The Regional Conservation Partnership Program (RCPP) will use a partnership-based, targeted watershed project approach to improve water quality, soil, and wildlife habitat on a regional scale and prioritize cost-effective activities for doing so. RCPP holds great potential for strategically targeting conservation resources to clean up impaired rivers, lakes, streams and bays, benefiting not just farmers, but also entire communities and ecosystems sharing the same watershed. As a new program, this targeted approach may be challenging to execute, but WRI’s new paper, Improving Water Quality: Overcoming Barriers to Better Targeting of U.S. Farm Conservation Funds, offers some strategies for success.

Major Barriers to Targeting

We found targeted approaches to conservation, such as those being proposed by RCPP, can face three major barriers:

  1. Scientific and technical: The information required to determine where to allocate funds and find out if they’re getting results may not be easily obtainable. Monitoring water quality can be expensive, labor-intensive and technically tough, and computer models are limited.

  2. Social and political: Focusing conservation funds on specific spots means others may get less than they have in the past, which makes it hard to get widespread Congressional and stakeholder support and could delay decision-making.

  3. Institutional and implementation: Targeting is a relatively new way of managing conservation, requiring additional resources to identify priority areas and more local staff to recruit participants.

WRI’s Water Quality Series

The paper featured in this blog post is part of “Improving Water Quality,” a three-part series on how water quality targeting can cost-effectively reduce pollution in waterways throughout the United States. Check out our other publications in this series:

RCPP’s Promising Approach

RCPP has already overcome one of the biggest obstacles to targeting—social and political pushback from the “carve out” of conservation funds for particular areas. Due to the nature of conservation programs historically, some politicians, states, and others continue to expect a broad distribution of funding. RCPP has struck a balance between offering funds to all farmers and just to farmers in regions where funds will do the most good. RCPP has set aside 35 percent of its funds for applicants in what it calls “critical conservation areas,” with the remaining funds available across the country and within each state. The use of these critical conservation areas—regions that would benefit from water quality (or quantity) improvement—will promote implementation of conservation practices to address the most important, large-scale, and even multi-state environmental problems.
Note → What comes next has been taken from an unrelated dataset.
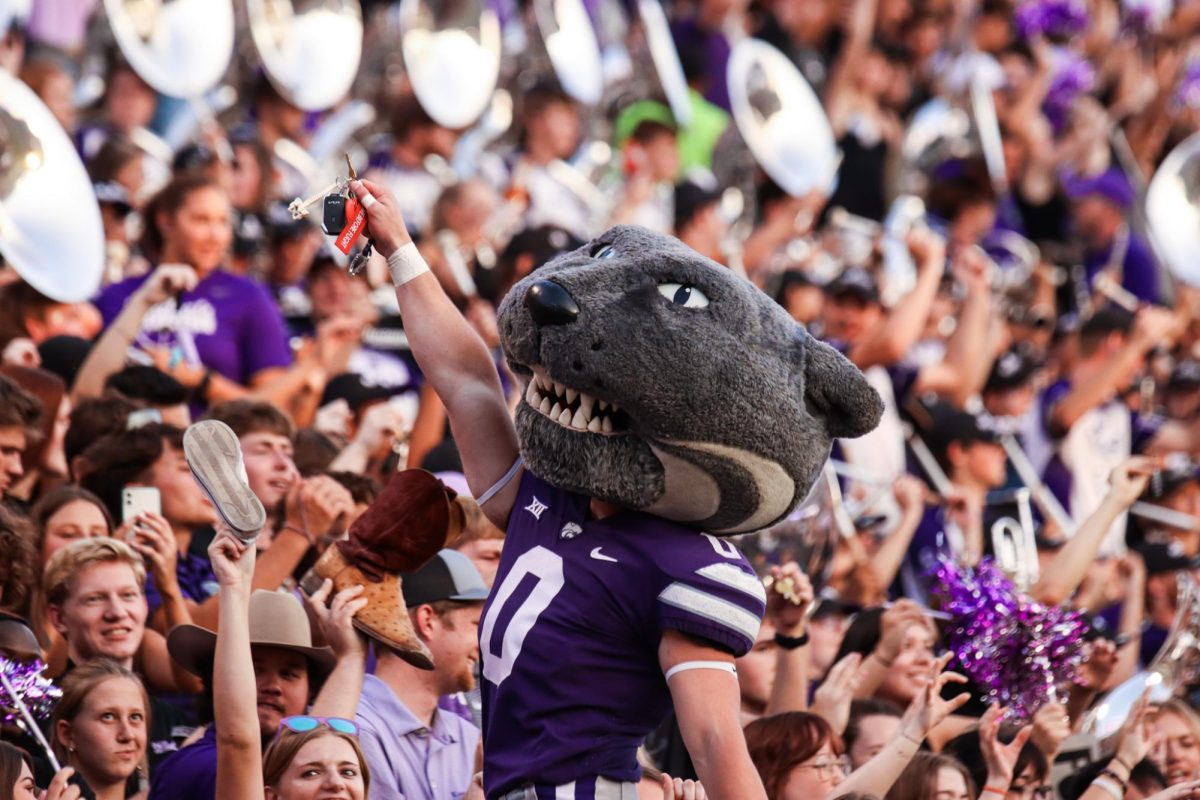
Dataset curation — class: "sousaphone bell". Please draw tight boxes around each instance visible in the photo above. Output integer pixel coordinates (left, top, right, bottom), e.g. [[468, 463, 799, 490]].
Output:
[[400, 0, 500, 130], [533, 0, 605, 106], [0, 70, 104, 302], [726, 38, 840, 197], [104, 0, 234, 98], [1084, 572, 1200, 752], [1146, 133, 1200, 287], [246, 0, 362, 112]]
RCPP is also poised to combat farmer reluctance, which has been a bane to some targeted conservation efforts. Most federal conservation programs attract more applicants than federal funds can pay for. But when targeting programs only serve limited areas with a smaller pool of farmers, interest may lag and some simply cannot be attracted to the program. However, RCPP requires implementing partner organizations—who apply for the funding and then work with farmers to apply conservation practices—to describe their history working with farmers, outline plans for engaging farmers, and estimate anticipated participation rates. By awarding funding to partners with track records of success, RCPP’s targeted projects will be well-positioned to get enough farmers to join to achieve the program’s objectives.

Strengthening RCPP

However, USDA could do more to make RCPP stronger.
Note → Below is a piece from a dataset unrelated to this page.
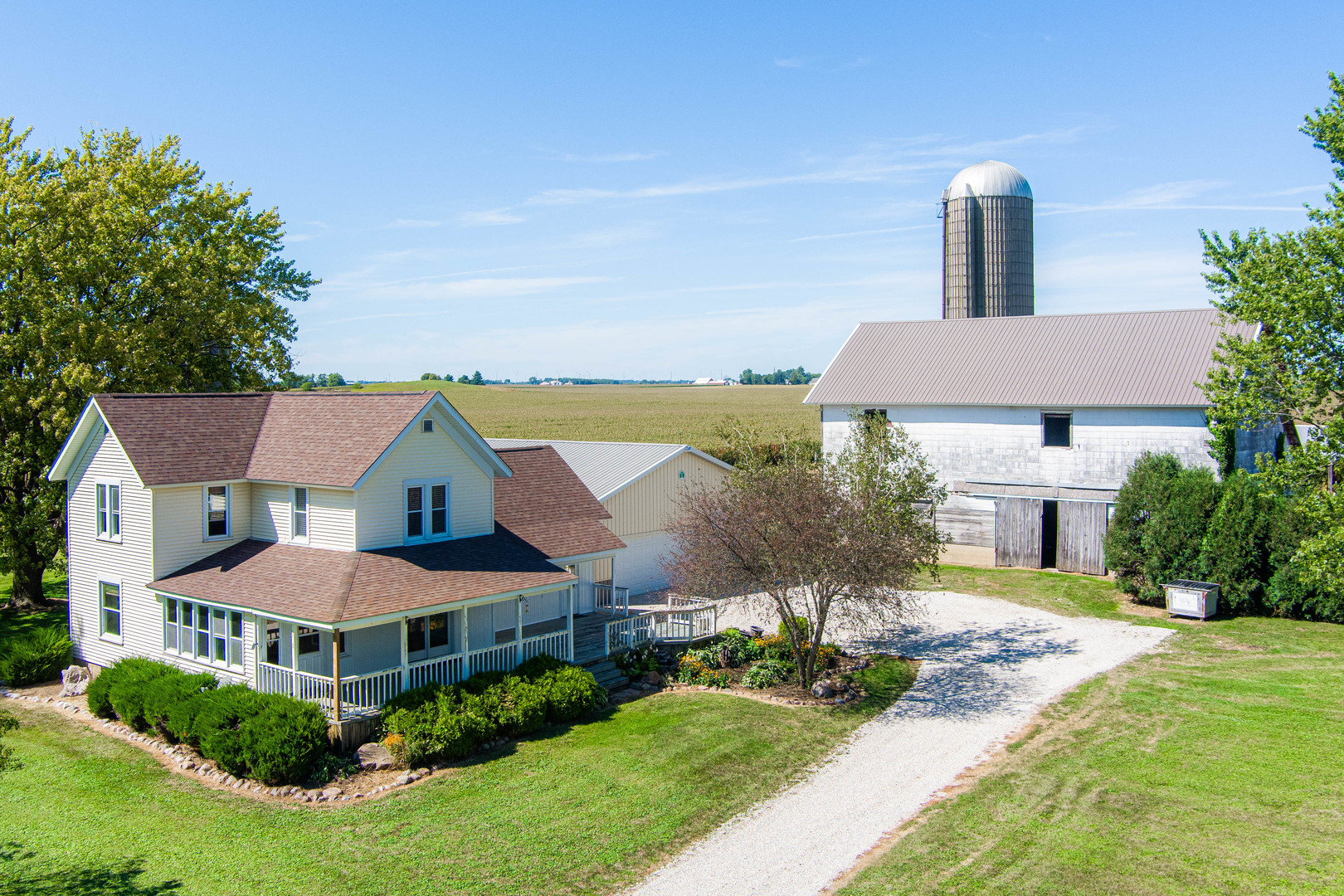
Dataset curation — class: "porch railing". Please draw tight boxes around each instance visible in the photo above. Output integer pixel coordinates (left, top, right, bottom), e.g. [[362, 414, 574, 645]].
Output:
[[592, 584, 631, 616], [606, 601, 719, 655], [256, 629, 570, 714]]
USDA and partners will have to shift how success is measured from tracking numbers of contracts signed to measuring actual environmental outcomes—such as improved water and soil quality. Typically, this information is obtained through direct measurement and/or modeling, and these techniques can be technically challenging and resource intensive. USDA and other stakeholders could consider transferring existing site-specific tools to other regions, advancing modeling capabilities to streamline pollution simulation methods, and sharing data and information among institutions.

To make this shift toward being more outcome-oriented, RCPP may require increased capacity and skills, as well as a change in agency culture. Strong leaders who believe in the targeted approach can help with this cultural change. They can also help build institutional capacity through appropriate staffing, skills and tools to implement the program.

USDA and its partners should keep exploring potential barriers to implementing RCPP to cost-effectively get the most environmental benefit from this new program.